Maybe so, but don’t set any plans in stone yet, Ramblers! Solidarity Day 2019 is Loyola’s first school-wide event focusing solely on the concept of solidarity. This year’s theme takes a look at how the development of technology—something that we use daily and almost always take for granted—helps and hinders the growth of solidarity in society. That sounds a little cool, right? Loyola has invited several handfuls of speakers to come and present hands-on workshops for students to get engaged with and learn from. It’s a unique opportunity, and all you have to do is show up.

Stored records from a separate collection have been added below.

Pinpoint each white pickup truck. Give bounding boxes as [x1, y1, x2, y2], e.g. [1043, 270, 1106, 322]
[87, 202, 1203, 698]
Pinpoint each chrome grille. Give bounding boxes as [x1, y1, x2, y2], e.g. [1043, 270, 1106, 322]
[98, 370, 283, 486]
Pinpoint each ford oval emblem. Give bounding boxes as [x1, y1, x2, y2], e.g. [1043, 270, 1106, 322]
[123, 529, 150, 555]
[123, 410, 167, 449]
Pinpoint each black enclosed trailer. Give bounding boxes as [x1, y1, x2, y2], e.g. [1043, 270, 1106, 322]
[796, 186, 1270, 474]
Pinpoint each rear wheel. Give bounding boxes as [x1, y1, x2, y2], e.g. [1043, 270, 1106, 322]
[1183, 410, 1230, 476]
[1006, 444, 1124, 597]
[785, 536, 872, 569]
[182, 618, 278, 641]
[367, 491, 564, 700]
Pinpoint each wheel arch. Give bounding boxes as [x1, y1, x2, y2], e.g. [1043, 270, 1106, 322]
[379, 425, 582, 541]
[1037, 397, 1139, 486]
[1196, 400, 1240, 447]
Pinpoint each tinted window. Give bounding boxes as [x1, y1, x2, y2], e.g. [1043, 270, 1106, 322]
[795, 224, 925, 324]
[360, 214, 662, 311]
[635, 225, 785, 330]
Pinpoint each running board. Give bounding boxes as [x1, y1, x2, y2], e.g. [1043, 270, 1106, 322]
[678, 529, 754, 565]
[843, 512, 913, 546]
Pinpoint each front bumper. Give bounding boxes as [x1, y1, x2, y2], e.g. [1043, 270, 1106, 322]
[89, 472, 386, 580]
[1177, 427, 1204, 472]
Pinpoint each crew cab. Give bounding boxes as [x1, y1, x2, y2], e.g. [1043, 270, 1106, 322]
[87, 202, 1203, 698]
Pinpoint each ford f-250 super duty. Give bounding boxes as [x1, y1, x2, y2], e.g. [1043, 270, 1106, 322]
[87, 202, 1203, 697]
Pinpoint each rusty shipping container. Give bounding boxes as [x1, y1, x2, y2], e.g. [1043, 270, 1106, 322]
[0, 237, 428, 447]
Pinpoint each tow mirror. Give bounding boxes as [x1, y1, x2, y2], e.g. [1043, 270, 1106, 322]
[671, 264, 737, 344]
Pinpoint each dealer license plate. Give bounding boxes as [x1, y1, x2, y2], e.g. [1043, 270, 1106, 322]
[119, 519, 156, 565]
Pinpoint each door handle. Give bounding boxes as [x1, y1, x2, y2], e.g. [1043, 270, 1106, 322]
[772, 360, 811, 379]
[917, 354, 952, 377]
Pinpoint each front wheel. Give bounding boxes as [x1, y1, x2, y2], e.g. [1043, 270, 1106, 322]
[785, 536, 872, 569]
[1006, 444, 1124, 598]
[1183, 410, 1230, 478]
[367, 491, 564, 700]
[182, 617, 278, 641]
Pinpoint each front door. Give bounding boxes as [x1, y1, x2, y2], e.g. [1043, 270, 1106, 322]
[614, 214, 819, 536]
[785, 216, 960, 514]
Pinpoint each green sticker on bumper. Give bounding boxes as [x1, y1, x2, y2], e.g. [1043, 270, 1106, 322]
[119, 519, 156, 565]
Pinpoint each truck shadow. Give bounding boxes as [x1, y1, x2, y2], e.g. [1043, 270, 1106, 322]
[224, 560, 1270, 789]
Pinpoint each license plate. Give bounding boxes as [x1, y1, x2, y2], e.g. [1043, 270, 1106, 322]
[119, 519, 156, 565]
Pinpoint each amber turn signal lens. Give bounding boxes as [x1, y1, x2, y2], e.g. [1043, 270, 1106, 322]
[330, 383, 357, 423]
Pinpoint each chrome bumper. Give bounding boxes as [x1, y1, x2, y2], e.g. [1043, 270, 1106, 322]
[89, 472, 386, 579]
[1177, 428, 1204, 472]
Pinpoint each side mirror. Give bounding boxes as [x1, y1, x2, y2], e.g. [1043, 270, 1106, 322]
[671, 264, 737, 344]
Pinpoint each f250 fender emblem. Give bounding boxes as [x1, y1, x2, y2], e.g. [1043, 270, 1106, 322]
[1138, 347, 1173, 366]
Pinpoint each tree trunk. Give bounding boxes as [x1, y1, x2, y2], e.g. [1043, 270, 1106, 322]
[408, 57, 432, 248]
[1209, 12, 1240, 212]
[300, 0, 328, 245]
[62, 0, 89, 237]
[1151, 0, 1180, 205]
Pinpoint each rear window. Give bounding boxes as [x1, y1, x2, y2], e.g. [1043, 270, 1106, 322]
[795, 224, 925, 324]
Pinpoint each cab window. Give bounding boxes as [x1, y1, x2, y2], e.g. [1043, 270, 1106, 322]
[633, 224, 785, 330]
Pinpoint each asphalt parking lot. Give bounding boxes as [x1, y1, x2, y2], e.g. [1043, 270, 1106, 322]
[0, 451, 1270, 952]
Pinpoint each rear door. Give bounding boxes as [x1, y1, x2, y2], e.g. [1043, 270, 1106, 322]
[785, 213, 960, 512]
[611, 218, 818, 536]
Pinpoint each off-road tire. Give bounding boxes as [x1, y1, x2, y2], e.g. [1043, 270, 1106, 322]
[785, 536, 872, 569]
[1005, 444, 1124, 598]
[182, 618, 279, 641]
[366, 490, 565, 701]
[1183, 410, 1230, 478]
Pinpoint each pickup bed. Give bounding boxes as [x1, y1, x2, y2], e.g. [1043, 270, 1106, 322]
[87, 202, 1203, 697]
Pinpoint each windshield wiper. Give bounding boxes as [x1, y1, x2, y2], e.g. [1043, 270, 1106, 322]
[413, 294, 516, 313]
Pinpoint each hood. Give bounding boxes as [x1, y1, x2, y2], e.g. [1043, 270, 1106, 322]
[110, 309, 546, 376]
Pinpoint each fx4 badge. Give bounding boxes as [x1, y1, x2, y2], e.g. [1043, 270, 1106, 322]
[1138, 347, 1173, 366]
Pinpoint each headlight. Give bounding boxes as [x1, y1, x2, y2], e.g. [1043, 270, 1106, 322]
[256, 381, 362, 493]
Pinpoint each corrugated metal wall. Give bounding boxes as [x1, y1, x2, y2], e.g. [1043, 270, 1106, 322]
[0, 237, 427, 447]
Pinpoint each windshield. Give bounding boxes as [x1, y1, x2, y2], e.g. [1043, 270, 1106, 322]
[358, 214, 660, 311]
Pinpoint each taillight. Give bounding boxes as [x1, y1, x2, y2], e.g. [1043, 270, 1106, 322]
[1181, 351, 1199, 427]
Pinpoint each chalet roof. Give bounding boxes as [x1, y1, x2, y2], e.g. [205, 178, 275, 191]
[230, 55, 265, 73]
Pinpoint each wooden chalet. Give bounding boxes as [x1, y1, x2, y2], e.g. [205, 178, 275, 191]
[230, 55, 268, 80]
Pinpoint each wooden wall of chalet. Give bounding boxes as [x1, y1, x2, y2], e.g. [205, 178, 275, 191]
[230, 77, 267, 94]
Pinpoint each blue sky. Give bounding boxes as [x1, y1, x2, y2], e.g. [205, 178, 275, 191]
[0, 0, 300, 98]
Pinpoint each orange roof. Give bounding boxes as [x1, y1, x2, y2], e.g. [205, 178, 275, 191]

A lot of students may be confused on what the concept of solidarity really entails. When several students were asked how they defined the concept, they answered with “Unity,” “Together,” and “Standing for what you believe in.” Mr. Knoth, the driving force behind the 2019 solidarity event, describes solidarity as “being able to put yourself in someone else’s shoes; experiencing that, and then seeing it from their perspective.”

His goal for Solidarity Day is to teach students exactly that—how to put themselves in the positions of others and realize that their everyday decisions have an affect on others and on society. “We live because of human interaction,” says freshman Eva Dempsey, “If we weren’t around anyone, we would be awful people. We need to hear voices other than our own.”

The voices chosen for this year’s workshops include individuals speaking on technology for the blind or Syrian refugees, some on how releasing ourselves from technology is beneficial, even a cybercrime-fighting dog named Browser. The theme of Capturing the Power of Technology was chosen out of several others that had been brainstormed because technology is a tool we use so frequently in our everyday lives, and we can learn how to harness it to fulfill the Christian virtues of advocacy and companionship.

Many students, however, believe that the opportunity to head these speakers and experience these workshops is not appealing, but not simply because they would rather stay home. Senior Chase Boerke says that “students don’t learn the best from large gatherings or school-wide movements…they lack the individuality of learning something in class.” He says the large scale push to attend this event puts him and other students “off from caring” about it.

However, sophomore Julia Bogdanowicz believes that it is important for Loyola to make this a school-wide event because she and others have “no clue what [Solidarity] means, really.” Solidarity Day then becomes convoluted with the issue of its delivery and presentation, not just its intention.

Regardless, Mr. Knoth says that students should participate in and attend Solidarity Day because there’s something there for everyone. “That was my main goal,” he says. “You have to be here; it’s a school day, we’re taking attendance. You might as well just enjoy it.”